Vrijwel elk prestatieprobleem met betrekking tot berekende kolommen dat ik in de loop der jaren ben tegengekomen, had een (of meer) van de volgende hoofdoorzaken:
- Implementatiebeperkingen
- Gebrek aan ondersteuning voor kostenmodellen in de query-optimizer
- Uitbreiding van berekende kolomdefinitie voordat optimalisatie begint
Een voorbeeld van een implementatiebeperking is niet in staat om een gefilterde index op een berekende kolom te maken (zelfs als deze blijft bestaan). Aan deze probleemcategorie kunnen we niet veel doen; we moeten tijdelijke oplossingen gebruiken terwijl we wachten op productverbeteringen.
Het ontbreken van kostenmodelondersteuning optimize betekent dat SQL Server kleine vaste kosten toewijst aan scalaire berekeningen, ongeacht de complexiteit of implementatie. Als gevolg hiervan besluit de server vaak om een opgeslagen berekende kolomwaarde opnieuw te berekenen in plaats van de persistente of geïndexeerde waarde rechtstreeks te lezen. Dit is vooral pijnlijk wanneer de berekende expressie duur is, bijvoorbeeld wanneer het gaat om het aanroepen van een scalaire, door de gebruiker gedefinieerde functie.

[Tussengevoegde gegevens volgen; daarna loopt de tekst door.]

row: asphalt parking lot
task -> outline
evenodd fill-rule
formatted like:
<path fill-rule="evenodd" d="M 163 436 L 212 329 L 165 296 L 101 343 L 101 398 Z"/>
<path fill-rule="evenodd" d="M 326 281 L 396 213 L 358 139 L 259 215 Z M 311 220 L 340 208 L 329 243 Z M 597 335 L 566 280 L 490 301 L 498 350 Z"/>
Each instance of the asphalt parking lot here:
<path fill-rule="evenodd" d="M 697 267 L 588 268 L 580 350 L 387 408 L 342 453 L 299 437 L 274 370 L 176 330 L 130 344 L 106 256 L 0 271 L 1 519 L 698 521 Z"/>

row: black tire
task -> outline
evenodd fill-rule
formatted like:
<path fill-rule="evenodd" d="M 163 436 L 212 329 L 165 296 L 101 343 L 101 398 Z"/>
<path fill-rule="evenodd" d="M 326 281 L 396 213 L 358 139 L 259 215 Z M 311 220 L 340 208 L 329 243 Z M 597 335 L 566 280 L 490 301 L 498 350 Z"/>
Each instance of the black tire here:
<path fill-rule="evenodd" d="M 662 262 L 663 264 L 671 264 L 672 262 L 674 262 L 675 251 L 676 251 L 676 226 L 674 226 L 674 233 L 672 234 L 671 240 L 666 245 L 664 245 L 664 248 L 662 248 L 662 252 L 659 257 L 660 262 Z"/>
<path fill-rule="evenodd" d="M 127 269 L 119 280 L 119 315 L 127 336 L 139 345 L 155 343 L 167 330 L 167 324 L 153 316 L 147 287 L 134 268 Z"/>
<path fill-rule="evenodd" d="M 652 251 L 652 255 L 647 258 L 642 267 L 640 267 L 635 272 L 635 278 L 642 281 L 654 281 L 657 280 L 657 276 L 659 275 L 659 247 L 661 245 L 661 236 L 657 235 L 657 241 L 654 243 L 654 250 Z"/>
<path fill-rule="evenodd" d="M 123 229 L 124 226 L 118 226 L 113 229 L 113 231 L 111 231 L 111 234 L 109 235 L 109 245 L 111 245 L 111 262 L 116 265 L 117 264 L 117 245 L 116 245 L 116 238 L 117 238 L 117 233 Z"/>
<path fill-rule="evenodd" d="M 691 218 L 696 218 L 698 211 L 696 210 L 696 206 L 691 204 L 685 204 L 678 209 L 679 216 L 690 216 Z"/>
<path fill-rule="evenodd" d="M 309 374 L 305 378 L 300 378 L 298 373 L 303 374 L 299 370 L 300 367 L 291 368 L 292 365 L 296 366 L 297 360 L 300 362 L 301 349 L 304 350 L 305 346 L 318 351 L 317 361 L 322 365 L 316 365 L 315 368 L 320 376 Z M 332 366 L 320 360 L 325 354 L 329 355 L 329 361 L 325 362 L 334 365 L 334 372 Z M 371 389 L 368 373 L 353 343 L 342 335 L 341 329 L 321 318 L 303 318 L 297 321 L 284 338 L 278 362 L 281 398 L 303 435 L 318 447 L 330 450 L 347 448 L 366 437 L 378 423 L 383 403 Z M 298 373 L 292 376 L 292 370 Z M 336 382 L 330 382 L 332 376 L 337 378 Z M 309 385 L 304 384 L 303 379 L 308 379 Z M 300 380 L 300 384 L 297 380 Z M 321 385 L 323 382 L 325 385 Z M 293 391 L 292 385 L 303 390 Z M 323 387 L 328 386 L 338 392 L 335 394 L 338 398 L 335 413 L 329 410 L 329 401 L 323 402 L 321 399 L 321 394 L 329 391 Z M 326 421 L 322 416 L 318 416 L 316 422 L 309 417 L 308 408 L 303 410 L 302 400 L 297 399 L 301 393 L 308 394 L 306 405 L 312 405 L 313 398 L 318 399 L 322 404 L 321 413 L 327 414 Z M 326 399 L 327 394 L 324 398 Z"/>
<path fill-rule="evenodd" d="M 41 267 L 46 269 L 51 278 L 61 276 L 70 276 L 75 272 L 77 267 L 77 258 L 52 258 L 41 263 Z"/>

De problemen rond definitie-uitbreiding zijn een beetje meer betrokken en hebben brede effecten.
De problemen van berekende kolomuitbreiding
SQL Server breidt normaal gesproken berekende kolommen uit naar hun onderliggende definities tijdens de bindingsfase van querynormalisatie. Dit is een zeer vroege fase in het querycompilatieproces, ruim voordat er beslissingen worden genomen over de keuze van een plan (inclusief een triviaal plan).

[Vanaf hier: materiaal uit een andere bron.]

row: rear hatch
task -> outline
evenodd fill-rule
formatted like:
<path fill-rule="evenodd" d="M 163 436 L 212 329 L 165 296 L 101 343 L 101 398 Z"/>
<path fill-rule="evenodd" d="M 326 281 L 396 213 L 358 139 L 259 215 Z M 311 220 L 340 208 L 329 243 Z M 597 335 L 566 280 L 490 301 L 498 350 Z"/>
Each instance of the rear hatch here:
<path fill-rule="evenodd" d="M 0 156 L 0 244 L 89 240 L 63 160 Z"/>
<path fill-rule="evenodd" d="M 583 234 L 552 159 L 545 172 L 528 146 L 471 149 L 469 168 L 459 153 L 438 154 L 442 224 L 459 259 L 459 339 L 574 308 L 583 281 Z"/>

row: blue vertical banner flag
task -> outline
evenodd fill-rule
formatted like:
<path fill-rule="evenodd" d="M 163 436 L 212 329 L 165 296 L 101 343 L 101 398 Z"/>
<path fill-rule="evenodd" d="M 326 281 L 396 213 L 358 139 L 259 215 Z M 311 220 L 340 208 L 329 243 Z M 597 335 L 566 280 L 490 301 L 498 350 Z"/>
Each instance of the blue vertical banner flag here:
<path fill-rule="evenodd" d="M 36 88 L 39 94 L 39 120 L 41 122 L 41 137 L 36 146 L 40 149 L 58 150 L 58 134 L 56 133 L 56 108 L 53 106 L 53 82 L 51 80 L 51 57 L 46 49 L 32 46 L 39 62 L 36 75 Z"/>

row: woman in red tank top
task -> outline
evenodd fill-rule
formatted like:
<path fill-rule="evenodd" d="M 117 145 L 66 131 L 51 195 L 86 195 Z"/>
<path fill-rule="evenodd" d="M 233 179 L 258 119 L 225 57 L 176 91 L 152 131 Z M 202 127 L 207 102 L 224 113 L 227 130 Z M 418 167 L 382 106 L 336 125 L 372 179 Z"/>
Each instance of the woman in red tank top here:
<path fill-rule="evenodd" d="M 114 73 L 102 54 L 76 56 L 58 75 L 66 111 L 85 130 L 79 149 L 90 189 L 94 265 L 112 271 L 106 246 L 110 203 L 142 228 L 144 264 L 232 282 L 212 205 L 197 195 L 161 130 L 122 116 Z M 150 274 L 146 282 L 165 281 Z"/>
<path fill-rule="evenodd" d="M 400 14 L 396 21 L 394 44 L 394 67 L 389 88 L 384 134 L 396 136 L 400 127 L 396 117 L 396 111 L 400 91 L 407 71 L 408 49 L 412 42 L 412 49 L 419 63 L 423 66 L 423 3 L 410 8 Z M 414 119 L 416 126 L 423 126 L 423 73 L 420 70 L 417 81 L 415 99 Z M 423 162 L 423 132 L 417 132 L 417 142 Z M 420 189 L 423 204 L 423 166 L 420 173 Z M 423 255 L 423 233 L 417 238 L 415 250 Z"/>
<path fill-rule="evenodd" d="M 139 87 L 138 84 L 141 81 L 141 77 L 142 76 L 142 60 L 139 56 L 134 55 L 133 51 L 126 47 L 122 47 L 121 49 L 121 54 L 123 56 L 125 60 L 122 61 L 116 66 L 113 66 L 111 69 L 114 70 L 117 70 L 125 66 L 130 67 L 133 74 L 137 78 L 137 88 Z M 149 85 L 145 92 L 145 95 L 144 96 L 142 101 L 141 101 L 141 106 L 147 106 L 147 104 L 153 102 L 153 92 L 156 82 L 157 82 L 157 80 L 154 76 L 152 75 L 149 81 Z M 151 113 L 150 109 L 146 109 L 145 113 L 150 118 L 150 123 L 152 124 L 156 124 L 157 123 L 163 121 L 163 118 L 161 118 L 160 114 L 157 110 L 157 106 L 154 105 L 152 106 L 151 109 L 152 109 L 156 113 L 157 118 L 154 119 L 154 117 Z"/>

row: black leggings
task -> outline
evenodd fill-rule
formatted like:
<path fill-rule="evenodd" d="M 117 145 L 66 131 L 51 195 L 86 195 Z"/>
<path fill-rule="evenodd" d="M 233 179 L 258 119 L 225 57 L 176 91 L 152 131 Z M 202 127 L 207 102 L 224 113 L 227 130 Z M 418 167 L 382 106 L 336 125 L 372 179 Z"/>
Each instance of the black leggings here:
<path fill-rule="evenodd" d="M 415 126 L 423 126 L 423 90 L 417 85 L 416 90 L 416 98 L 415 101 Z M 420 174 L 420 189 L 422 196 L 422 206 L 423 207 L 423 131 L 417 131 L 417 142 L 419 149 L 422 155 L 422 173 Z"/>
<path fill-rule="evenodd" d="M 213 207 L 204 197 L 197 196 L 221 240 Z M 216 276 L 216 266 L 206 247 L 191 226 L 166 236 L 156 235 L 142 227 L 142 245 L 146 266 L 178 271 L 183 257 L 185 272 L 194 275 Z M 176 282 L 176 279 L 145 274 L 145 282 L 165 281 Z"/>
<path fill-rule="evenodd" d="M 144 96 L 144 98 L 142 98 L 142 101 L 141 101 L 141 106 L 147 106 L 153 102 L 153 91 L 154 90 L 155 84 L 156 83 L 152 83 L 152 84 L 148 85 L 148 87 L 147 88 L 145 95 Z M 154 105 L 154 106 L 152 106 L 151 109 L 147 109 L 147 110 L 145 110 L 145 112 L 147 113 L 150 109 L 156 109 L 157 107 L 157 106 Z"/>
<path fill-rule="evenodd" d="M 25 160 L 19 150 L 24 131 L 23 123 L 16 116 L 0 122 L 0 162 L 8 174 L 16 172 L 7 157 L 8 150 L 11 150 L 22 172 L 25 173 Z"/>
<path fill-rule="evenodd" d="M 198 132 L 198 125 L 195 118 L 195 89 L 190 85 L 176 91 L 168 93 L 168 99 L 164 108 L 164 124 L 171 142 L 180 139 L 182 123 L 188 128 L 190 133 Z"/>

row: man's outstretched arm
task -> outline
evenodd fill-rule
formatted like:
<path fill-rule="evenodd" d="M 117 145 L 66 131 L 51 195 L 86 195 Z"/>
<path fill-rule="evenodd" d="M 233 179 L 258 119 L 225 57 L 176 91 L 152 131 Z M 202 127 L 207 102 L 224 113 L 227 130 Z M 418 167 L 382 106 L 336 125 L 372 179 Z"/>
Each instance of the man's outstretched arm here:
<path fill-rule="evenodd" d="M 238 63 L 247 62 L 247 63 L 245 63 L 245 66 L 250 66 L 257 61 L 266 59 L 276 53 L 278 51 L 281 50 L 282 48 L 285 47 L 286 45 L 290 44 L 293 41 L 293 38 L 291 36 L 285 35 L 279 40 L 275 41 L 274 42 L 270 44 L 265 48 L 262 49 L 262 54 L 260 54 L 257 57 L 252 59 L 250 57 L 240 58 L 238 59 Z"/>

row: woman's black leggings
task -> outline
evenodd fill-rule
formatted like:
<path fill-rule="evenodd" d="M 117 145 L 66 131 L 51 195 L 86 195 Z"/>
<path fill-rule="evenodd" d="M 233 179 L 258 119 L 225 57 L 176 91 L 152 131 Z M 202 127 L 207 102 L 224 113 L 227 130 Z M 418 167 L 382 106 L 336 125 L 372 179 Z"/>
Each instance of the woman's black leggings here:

In theorie kan het uitvoeren van vroege uitbreiding optimalisaties mogelijk maken die anders zouden worden gemist. Het optimalisatieprogramma kan bijvoorbeeld vereenvoudigingen toepassen op basis van andere informatie in de zoekopdracht en metagegevens (bijv. beperkingen). Dit is dezelfde soort redenering die ertoe leidt dat weergavedefinities worden uitgebreid (tenzij een NOEXPAND
hint wordt gebruikt).
Later in het compilatieproces (maar nog voordat zelfs maar een triviaal plan is overwogen), kijkt de optimizer om expressies terug te koppelen aan persistente of geïndexeerde berekende kolommen. Het probleem is dat optimalisatieactiviteiten in de tussentijd de uitgebreide expressies zo kunnen hebben gewijzigd dat terugkoppeling niet langer mogelijk is.
Wanneer dit gebeurt, ziet het uiteindelijke uitvoeringsplan eruit alsof de optimizer een "voor de hand liggende" kans heeft gemist om een persistente of geïndexeerde berekende kolom te gebruiken. Er zijn weinig details in uitvoeringsplannen die kunnen helpen bij het bepalen van de oorzaak, waardoor dit een potentieel frustrerend probleem is om te debuggen en op te lossen.

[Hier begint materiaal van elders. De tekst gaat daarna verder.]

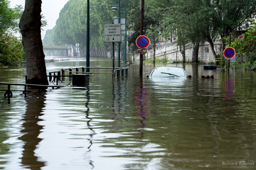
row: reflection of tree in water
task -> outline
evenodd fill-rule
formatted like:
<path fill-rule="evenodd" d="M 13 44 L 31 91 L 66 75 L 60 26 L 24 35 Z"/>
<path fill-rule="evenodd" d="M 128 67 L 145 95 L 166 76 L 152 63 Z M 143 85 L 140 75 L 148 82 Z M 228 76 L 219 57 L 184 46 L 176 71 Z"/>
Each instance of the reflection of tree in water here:
<path fill-rule="evenodd" d="M 135 103 L 138 106 L 137 109 L 139 111 L 137 115 L 141 117 L 140 119 L 138 120 L 138 121 L 141 124 L 140 126 L 141 128 L 146 126 L 146 125 L 144 121 L 149 120 L 147 118 L 149 115 L 148 109 L 147 107 L 144 107 L 144 106 L 148 104 L 147 96 L 149 95 L 148 92 L 149 90 L 148 89 L 143 88 L 139 88 L 137 89 Z"/>
<path fill-rule="evenodd" d="M 24 135 L 19 138 L 24 142 L 21 163 L 22 166 L 30 169 L 41 169 L 45 165 L 45 162 L 38 161 L 38 158 L 35 155 L 36 146 L 42 140 L 38 137 L 43 126 L 38 123 L 42 121 L 39 117 L 43 115 L 42 108 L 44 107 L 45 97 L 44 96 L 37 99 L 28 97 L 26 112 L 21 120 L 24 123 L 23 129 L 21 132 Z"/>
<path fill-rule="evenodd" d="M 94 134 L 95 134 L 95 131 L 93 130 L 92 128 L 92 126 L 91 126 L 91 125 L 90 124 L 90 122 L 92 121 L 92 119 L 90 117 L 89 115 L 89 112 L 90 111 L 90 108 L 89 108 L 89 101 L 90 100 L 90 87 L 88 87 L 89 86 L 89 84 L 87 85 L 86 86 L 87 87 L 87 90 L 86 91 L 86 94 L 85 95 L 85 97 L 86 97 L 86 100 L 87 100 L 86 102 L 85 102 L 85 107 L 87 108 L 87 109 L 84 111 L 84 112 L 86 114 L 86 115 L 85 116 L 85 117 L 87 119 L 88 119 L 88 120 L 87 121 L 86 125 L 87 125 L 87 127 L 92 131 L 92 133 L 90 135 L 90 138 L 88 139 L 88 140 L 90 142 L 90 144 L 88 147 L 87 147 L 87 149 L 88 149 L 88 151 L 87 152 L 90 152 L 91 151 L 91 149 L 90 148 L 92 145 L 92 137 Z M 90 159 L 89 163 L 90 165 L 92 166 L 92 169 L 93 169 L 94 167 L 94 166 L 93 165 L 93 161 L 92 161 L 91 159 Z"/>
<path fill-rule="evenodd" d="M 230 78 L 226 80 L 224 82 L 224 98 L 227 100 L 226 103 L 229 105 L 229 100 L 235 98 L 234 92 L 235 90 L 235 81 L 233 79 Z M 227 106 L 226 108 L 234 107 L 234 106 Z"/>

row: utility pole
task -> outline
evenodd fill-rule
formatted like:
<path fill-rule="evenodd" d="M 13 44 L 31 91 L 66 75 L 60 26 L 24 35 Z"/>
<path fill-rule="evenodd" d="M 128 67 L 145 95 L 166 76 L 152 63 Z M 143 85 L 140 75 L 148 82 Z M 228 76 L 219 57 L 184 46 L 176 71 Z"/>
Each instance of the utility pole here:
<path fill-rule="evenodd" d="M 140 35 L 143 35 L 143 28 L 144 26 L 144 0 L 141 0 L 141 13 L 140 14 Z M 143 54 L 140 54 L 140 75 L 142 76 L 143 69 Z"/>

Uitdrukkingen afstemmen op berekende kolommen
Het is de moeite waard om vooral duidelijk te zijn dat er hier twee afzonderlijke processen zijn:
- Vroege uitbreiding van berekende kolommen; en
- Latere pogingen om uitdrukkingen te matchen met berekende kolommen.
Houd er in het bijzonder rekening mee dat elke query-expressie later kan worden gekoppeld aan een geschikte berekende kolom, niet alleen expressies die zijn ontstaan uit het uitbreiden van berekende kolommen.
Door het matchen van berekende kolomexpressies kunnen planverbeteringen mogelijk worden, zelfs als de tekst van de oorspronkelijke query niet kan worden gewijzigd. Als u bijvoorbeeld een berekende kolom maakt die overeenkomt met een bekende query-expressie, kan het optimalisatieprogramma statistieken en indexen gebruiken die aan de berekende kolom zijn gekoppeld. Deze functie is conceptueel vergelijkbaar met geïndexeerde weergave-overeenkomst in Enterprise Edition. Het matchen van berekende kolommen is functioneel in alle edities.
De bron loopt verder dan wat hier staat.